Deformation substructure and texture evolution of (VCoNi)99.9C0.1 medium-entropy alloy under different rolling reductions

Abstract

The deformation substructures and texture characteristics of (VCoNi)99.9C0.1 medium-entropy alloy (MEA) upon the different rolling reductions were systematically investigated in this work. The rolling deformation caused the deviation of annealing twin orientation and thus led to the gradually reduced annealing twin variants. The dislocation induced-orientation analysis was carried out within the deformed grains, confirming the presence of three kinds of orientation spreads (type 1, type 2 and type 3). The dominant orientation spreads of type 1, type 2 and type 3 were emerged in a sequential order of low, medium and heavy strains, respectively. As strains progressed, the intensities of 111<12̅1> R1 and {111}<011̅> R2 components were significantly weakened, while {112}<111̅> Copper and {123}<634̅> S components were consistently persisted with the strengthening orientations.

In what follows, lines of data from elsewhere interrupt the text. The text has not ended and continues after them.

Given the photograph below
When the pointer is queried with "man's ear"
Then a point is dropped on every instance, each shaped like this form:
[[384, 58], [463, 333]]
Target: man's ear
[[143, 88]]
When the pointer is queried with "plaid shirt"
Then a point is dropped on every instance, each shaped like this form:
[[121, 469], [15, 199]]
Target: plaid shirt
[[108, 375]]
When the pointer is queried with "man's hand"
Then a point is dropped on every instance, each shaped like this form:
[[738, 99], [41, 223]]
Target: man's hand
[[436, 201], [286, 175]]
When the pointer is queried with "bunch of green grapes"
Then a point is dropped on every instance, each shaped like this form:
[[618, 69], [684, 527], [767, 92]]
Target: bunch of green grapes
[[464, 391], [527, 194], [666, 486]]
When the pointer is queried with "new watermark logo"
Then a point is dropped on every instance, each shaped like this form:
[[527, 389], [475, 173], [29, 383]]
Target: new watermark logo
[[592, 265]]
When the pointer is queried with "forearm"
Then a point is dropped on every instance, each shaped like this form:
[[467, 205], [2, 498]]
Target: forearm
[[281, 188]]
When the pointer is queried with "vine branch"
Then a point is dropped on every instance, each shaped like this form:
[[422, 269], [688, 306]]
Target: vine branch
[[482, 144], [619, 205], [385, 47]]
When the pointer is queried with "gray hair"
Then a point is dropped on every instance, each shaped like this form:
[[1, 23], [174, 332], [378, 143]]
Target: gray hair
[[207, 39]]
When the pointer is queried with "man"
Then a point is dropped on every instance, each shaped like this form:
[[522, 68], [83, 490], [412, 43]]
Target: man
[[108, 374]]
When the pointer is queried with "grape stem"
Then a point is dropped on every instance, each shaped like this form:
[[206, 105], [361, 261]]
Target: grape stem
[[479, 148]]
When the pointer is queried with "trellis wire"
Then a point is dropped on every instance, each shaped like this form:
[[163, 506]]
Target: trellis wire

For the heavily deformed sample, the strong {110}<001> Goss and {110}<11̅2>Brass components were revealed and the maximum intensity was obtained at a location between Goss and Brass components, which were ascribed to the chemical short-range order-assisted planar slip. It was worth noting that the carbide particles show the weak effect on the texture components and intensity distribution. As increasing rolling reductions, rolling deformation led to the significant improvement of strength, due to the work hardening.